This exhibition brings together an array of exhibition design techniques, from salon style fine art display and natural dioramas to abstraction (deer bone blanket) and the supermarket principle of showing multiples of the same artifact together (starfishes, butterflies, taxidermy raptors). This lost and found of the organic, the decayed, and the kitsch, transformed into finished art works, the pinnacle of human expression, is a spectacular creative endeavor.
Anthony’s media ranges from the cleaned and bleached bones from his specially-made roadkill “bone pens”—literally the bones of his work!—to the finely applied pigments of oil paint on thrown away “art” and family photographs. Here the whole world and vestiges of its inhabitants are made visible, what the late 18th century Deists would call The Great Chain of Being, in which nothing is extinct and everything has a role to play.

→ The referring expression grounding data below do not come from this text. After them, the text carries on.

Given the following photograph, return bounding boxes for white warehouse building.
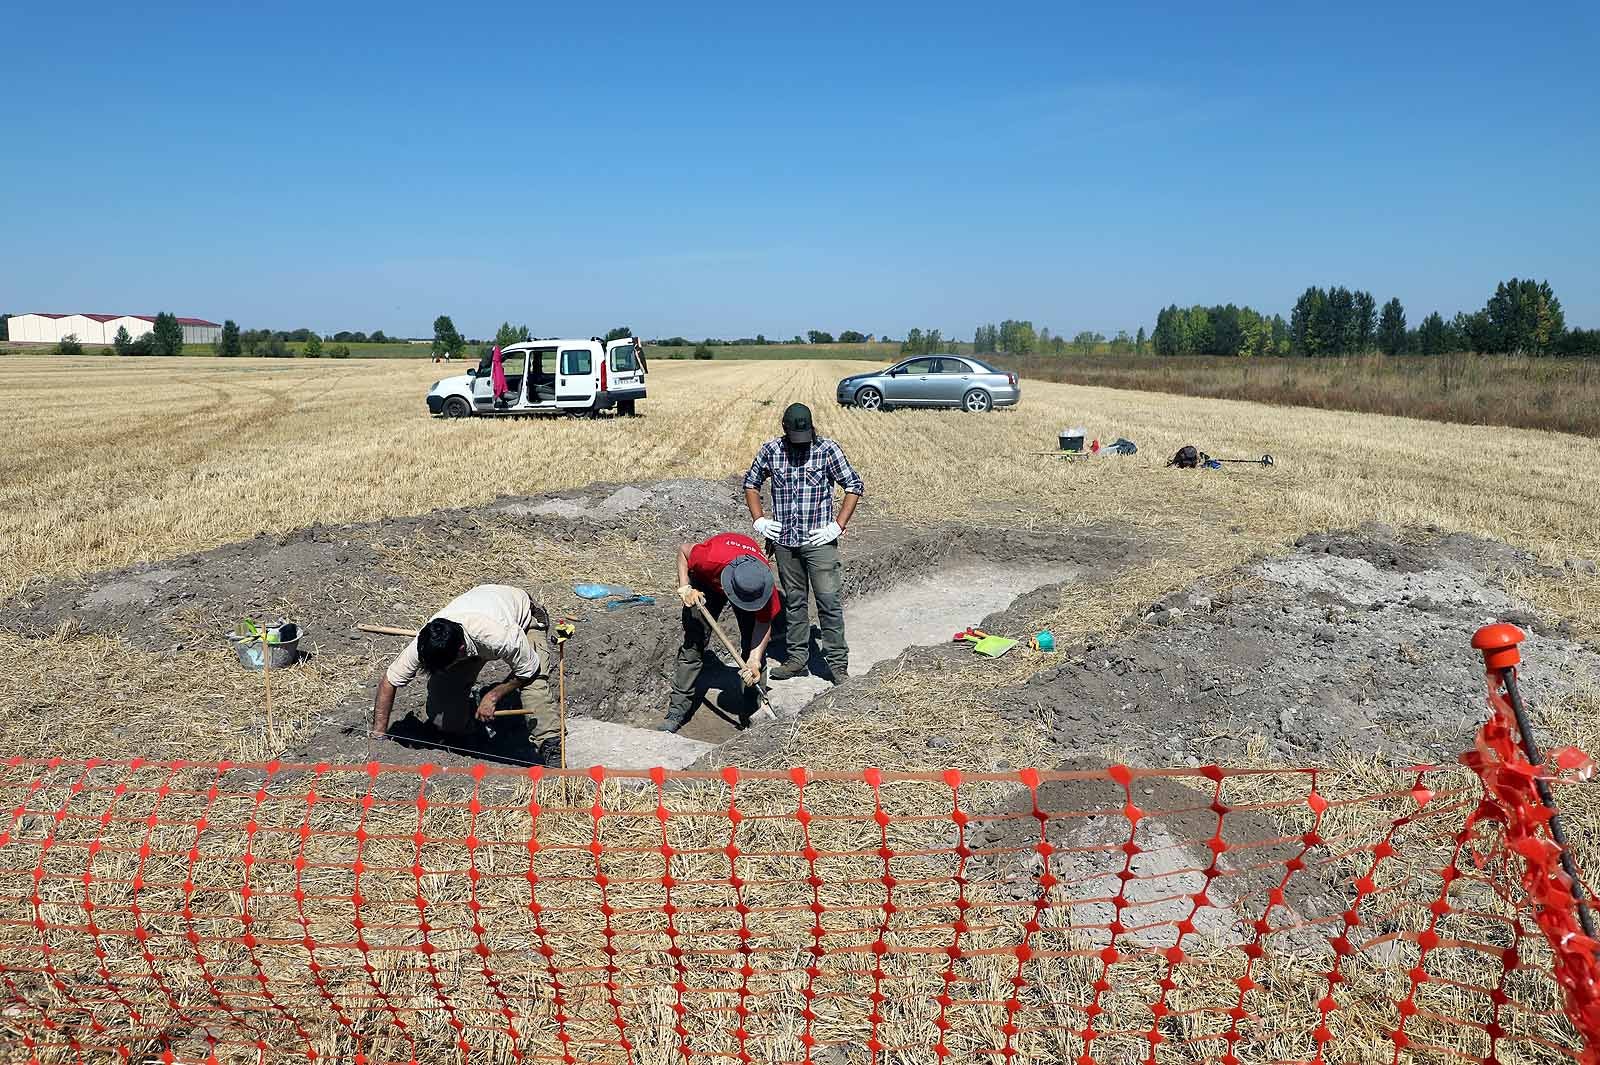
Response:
[6,313,222,346]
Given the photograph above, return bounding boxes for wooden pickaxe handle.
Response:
[692,599,773,710]
[694,599,746,670]
[358,624,418,637]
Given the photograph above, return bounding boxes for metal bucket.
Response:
[1059,426,1086,453]
[230,621,302,670]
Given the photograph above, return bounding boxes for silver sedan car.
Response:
[836,354,1021,412]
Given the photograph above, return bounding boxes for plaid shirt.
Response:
[743,437,864,547]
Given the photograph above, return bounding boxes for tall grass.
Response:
[992,352,1600,438]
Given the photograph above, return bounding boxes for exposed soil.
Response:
[9,471,1592,781]
[1,477,1152,770]
[721,522,1599,770]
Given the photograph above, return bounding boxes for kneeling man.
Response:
[664,533,780,733]
[372,584,558,764]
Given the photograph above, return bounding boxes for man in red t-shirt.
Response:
[663,532,782,733]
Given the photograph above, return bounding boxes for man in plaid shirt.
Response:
[743,403,865,683]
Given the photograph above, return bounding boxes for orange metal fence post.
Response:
[1472,622,1597,939]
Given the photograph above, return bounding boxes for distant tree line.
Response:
[655,335,770,347]
[968,321,1139,357]
[653,332,878,347]
[900,328,945,355]
[1152,278,1596,358]
[1153,304,1292,358]
[1394,279,1597,357]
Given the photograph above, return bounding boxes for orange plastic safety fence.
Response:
[0,750,1591,1065]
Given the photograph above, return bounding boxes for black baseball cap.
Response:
[782,402,814,444]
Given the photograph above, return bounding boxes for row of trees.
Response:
[968,321,1146,357]
[1152,305,1292,358]
[651,332,874,347]
[1372,281,1597,357]
[106,313,188,355]
[1154,278,1594,358]
[899,328,946,355]
[1286,287,1377,356]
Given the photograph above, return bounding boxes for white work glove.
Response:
[805,521,842,547]
[678,584,706,609]
[753,517,783,540]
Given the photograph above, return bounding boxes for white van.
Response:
[426,336,647,418]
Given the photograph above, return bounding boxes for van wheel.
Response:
[856,387,884,411]
[618,398,637,417]
[443,396,472,419]
[962,389,993,413]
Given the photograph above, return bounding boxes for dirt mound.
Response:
[722,524,1598,770]
[1005,524,1594,766]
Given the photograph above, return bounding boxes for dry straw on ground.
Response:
[2,356,1599,1062]
[0,759,1581,1065]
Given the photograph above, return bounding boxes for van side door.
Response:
[526,346,558,405]
[471,352,496,411]
[556,344,599,409]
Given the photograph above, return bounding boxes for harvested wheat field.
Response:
[2,354,1599,1064]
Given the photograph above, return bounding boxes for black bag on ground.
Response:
[1167,445,1200,469]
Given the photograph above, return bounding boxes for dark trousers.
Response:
[772,541,846,673]
[668,596,763,724]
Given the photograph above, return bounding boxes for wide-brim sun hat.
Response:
[721,555,774,612]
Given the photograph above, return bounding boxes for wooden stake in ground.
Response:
[558,637,567,769]
[259,622,275,734]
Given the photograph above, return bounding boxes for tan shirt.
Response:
[385,584,541,687]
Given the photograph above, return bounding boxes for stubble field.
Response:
[4,352,1599,768]
[4,355,1600,1064]
[2,355,1597,614]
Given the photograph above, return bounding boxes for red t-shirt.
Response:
[687,533,781,622]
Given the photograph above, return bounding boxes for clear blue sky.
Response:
[6,2,1597,339]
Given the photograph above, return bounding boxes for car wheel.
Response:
[962,389,993,413]
[856,386,884,411]
[443,396,472,419]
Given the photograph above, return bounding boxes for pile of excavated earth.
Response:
[9,477,1598,782]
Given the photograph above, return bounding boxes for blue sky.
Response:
[5,2,1597,339]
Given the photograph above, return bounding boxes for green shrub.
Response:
[56,333,83,356]
[331,344,351,359]
[693,341,714,360]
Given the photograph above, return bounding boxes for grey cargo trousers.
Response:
[771,541,846,675]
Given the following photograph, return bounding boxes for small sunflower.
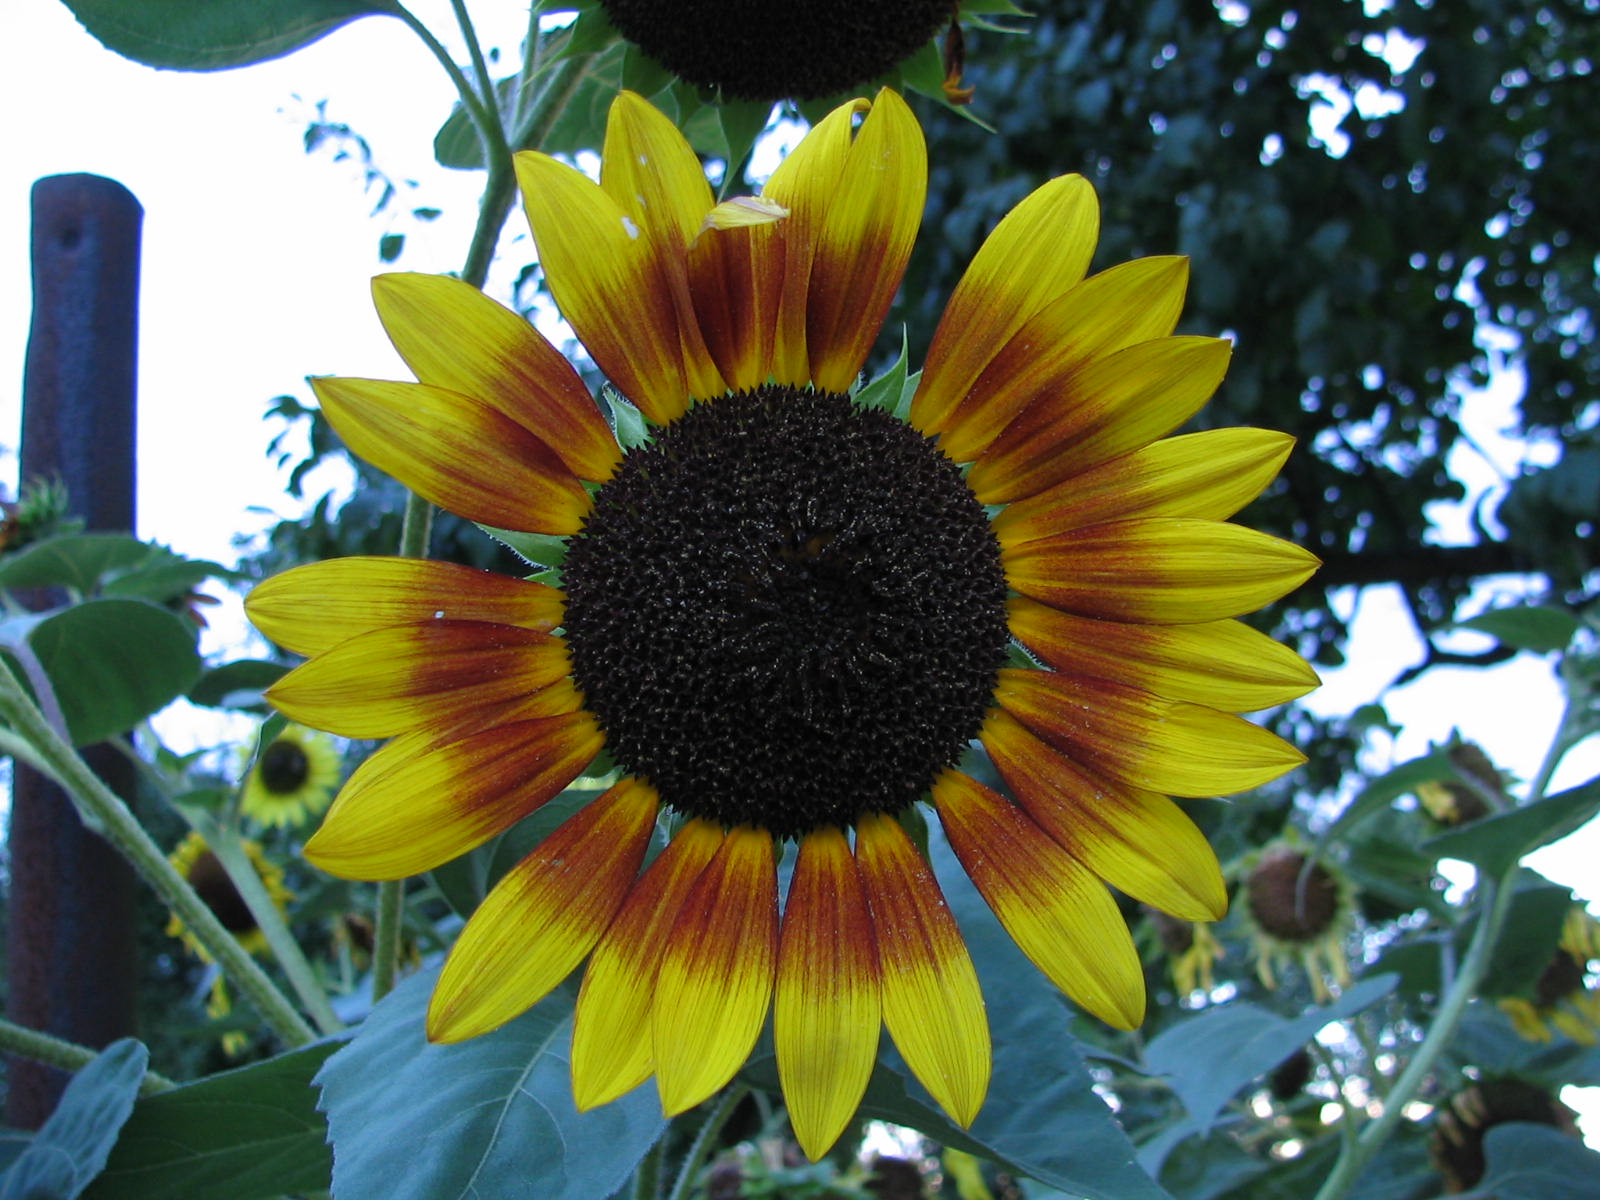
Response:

I enjoin you to attend this spectacle, to insert yourself on this continuum of the theater of absurd, of life and death, from the most delicate of assemblages (think artist Joseph Cornell with microscope and tweezers) to elaborate tributes to giants in the fields of evolution and nature, Darwin and Audubon.
This dissemination of knowledge parody early Renaissance cabinets des curieux, Wunderkammer, or perhaps better said, Cabinets of Wonder. From tiny diorama to grotesque monsters made from chair legs and animal bones, this show plays an important role in connecting the creative impulse underlying the human and natural worlds.
Yes, there are a lot of bodies on display here. We seem to be missing only the Dodo, the Passenger Pigeon, and a nubbly mastodon tooth. But unlike the object lessons of evolutionary theory of 19th century world’s fairs, Anthony spares nothing and no one in this appraisal of mortality, smiling at the order that comes from disorder or, in this case, Alabama.
We are grateful to Butch Anthony and his cheeky visions and his gentle corrective: we, too, can see worlds in a grain of sand, even hold infinity in the palm of our hand, and what a pleasure this can be.